Cela dépend du coup d’œil du médecin à l’hôpital. Il doit décider du bon moment de sortie. Est-ce que je continue à suivre ce patient à l’hôpital, en hôpital de jour ou en hospitalisation à domicile ? Une fois que l’hospitalisation à domicile est prévue, il y a tout un protocole à respecter par le conjoint ou la famille du patient. Si ce n’est pas clairement expliqué, si le protocole n’est pas respecté, cela peut être très traumatisant, et pour la famille qui peut paniquer, ne pas savoir comment réagir en cas de complications, et pour le patient évidemment, qui peut souffrir physiquement et psychologiquement. En cas de problèmes, si la famille est obligée de faire appel aux secours, cela entraîne des coûts supplémentaires. 

Justement, puisque vous abordez le sujet, existe-t-il un intérêt financier à promouvoir la médicalisation à domicile ?

Je ne pense pas, en tous cas pour le patient puisqu’elle est payée par des sommes forfaitaires. Le seul intérêt financier qui existe est indirect et il concerne l’hôpital : l’hôpital est financé et les séjours ne doivent pas être trop longs. Si le séjour d’un patient se prolonge, l’établissement perd de l’argent. Son intérêt est donc d’optimiser la durée du séjour d’un patient. Le médecin doit donc résister à la tentation de faire sortir rapidement les gens de l’hôpital et éviter les sorties prématurées. 

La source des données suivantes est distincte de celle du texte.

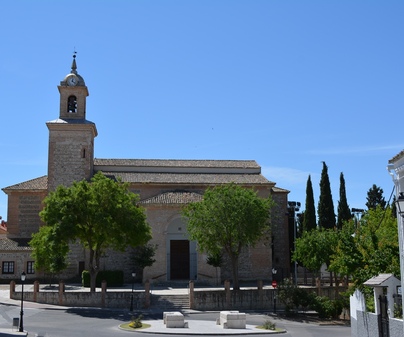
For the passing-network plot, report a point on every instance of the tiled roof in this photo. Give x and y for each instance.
(378, 280)
(71, 121)
(181, 178)
(14, 244)
(279, 190)
(176, 197)
(40, 183)
(177, 163)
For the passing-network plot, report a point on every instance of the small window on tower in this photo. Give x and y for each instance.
(72, 104)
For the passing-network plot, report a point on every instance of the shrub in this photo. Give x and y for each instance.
(136, 322)
(327, 308)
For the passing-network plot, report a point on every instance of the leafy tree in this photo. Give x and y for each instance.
(228, 218)
(309, 220)
(375, 198)
(100, 214)
(369, 249)
(49, 253)
(315, 248)
(344, 213)
(326, 214)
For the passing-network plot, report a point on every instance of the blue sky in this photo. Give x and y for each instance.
(287, 83)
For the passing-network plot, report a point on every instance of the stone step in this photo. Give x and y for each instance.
(170, 301)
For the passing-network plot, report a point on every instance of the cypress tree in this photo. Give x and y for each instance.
(375, 198)
(326, 214)
(309, 219)
(344, 213)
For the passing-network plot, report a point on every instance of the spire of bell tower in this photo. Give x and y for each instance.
(74, 65)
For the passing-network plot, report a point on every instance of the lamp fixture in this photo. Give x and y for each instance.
(400, 204)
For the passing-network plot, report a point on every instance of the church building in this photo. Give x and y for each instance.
(164, 187)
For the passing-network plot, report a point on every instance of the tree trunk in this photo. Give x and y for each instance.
(234, 265)
(93, 270)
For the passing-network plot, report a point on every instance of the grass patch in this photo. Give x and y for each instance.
(269, 325)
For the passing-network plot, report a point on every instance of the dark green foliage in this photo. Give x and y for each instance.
(49, 252)
(309, 219)
(344, 213)
(101, 214)
(136, 322)
(114, 278)
(327, 308)
(229, 218)
(315, 248)
(269, 325)
(375, 198)
(326, 214)
(368, 249)
(215, 260)
(295, 298)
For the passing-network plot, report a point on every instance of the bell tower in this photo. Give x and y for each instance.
(71, 136)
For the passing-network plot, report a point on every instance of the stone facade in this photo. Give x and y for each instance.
(164, 187)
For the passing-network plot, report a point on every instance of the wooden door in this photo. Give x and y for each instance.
(179, 259)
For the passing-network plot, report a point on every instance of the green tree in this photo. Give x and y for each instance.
(309, 219)
(49, 253)
(369, 249)
(315, 248)
(229, 218)
(326, 214)
(375, 198)
(99, 214)
(344, 213)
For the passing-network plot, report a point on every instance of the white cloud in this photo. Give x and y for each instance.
(286, 176)
(364, 150)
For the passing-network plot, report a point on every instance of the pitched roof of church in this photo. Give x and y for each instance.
(173, 171)
(161, 171)
(7, 244)
(175, 197)
(37, 184)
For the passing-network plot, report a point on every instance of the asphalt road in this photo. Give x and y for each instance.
(66, 322)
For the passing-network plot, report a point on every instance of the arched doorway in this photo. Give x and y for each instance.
(181, 253)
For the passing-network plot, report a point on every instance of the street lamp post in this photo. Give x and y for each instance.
(21, 329)
(294, 206)
(131, 297)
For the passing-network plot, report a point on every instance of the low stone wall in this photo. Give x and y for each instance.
(215, 300)
(100, 299)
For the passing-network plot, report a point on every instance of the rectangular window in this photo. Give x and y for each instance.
(30, 267)
(8, 267)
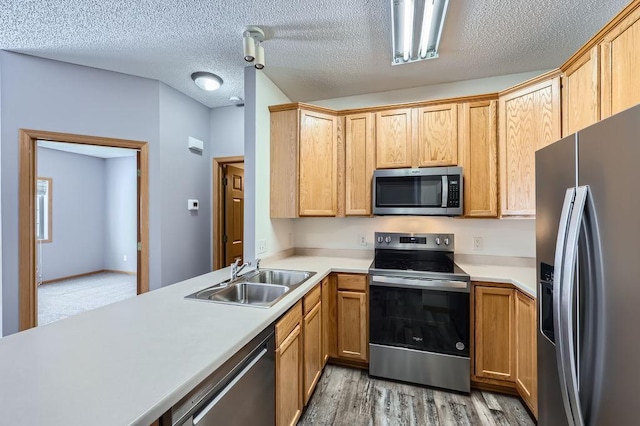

Se dirige-t-on vers une révolution de l’hôpital où ne seraient plus réalisés que des actes chirurgicaux avec une externalisation ?

Non, ou alors dans très longtemps. L’hôpital va rester un plateau technique mais il ne faut pas qu’il soit de plus en plus déshumanisé. Ce n’est pas un endroit où on vous opère pour tout de suite vous recoudre et vous remettre dehors. Ça ne doit pas le devenir. On a le droit à une humanité. 
Nous, les médecins, sommes un peu terrifiés par les systèmes de financement des établissements hospitaliers qui peuvent inciter les personnels soignants à faire des examens supplémentaires ou à faire sortir rapidement les gens de l’hôpital. Il ne faudrait pas que la santé perde la tête.